Improves system availability by avoiding distributed locks and two-phase commits.
Supports failure recovery through compensating transactions.
Fits well with event-driven microservices architectures.
✗ Cons
Requires careful design of compensating transactions which can be complex.
Increases overall transaction latency due to asynchronous steps.
Makes debugging and monitoring more challenging because of distributed state.
Use when business processes span multiple microservices with independent databases and strong consistency is not required immediately but eventual consistency is acceptable. Suitable for systems with medium to high transaction volumes.
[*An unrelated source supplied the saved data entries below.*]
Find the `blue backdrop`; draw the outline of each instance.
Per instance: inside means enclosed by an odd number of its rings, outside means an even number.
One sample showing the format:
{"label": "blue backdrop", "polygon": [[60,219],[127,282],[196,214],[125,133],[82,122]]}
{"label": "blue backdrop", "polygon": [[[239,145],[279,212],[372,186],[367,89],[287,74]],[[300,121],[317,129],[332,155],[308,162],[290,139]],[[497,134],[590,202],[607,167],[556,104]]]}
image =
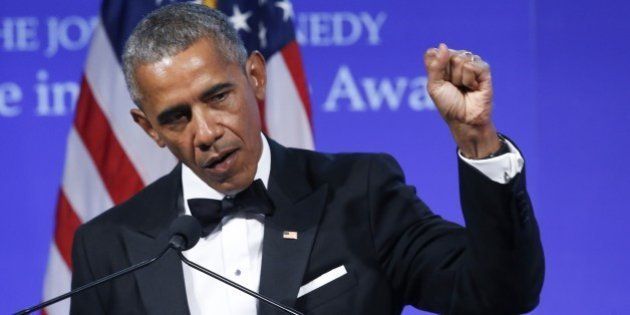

Avoid when strict ACID transactions are mandatory or when compensating transactions cannot be reliably implemented. Also not suitable for very simple systems with single database transactions.
Real World Examples
Amazon
Amazon uses the Saga pattern to manage order processing across inventory, payment, and shipping microservices, ensuring eventual consistency without locking resources.
Uber
Uber applies Saga to coordinate ride booking steps across services like driver assignment, payment, and notifications, handling failures gracefully.
Netflix
Netflix uses Saga to manage distributed transactions in their microservices for user subscriptions and billing, allowing independent service scaling.
Alternatives
Two-Phase Commit (2PC)
2PC uses a coordinator to lock resources and commit or rollback all services atomically, blocking resources during the transaction.
Use when: Choose 2PC when strict atomicity is required and the system can tolerate blocking and lower availability.
Eventual Consistency with Event Sourcing
Event sourcing stores all changes as events and rebuilds state from them, focusing on auditability rather than compensations.
Use when: Choose event sourcing when audit trails and replayability are priorities over immediate consistency.
Summary
The Saga pattern manages distributed transactions by splitting them into local transactions with compensations.
It avoids locking resources and supports eventual consistency across microservices.
Compensating transactions undo previous steps if failures occur, maintaining system reliability.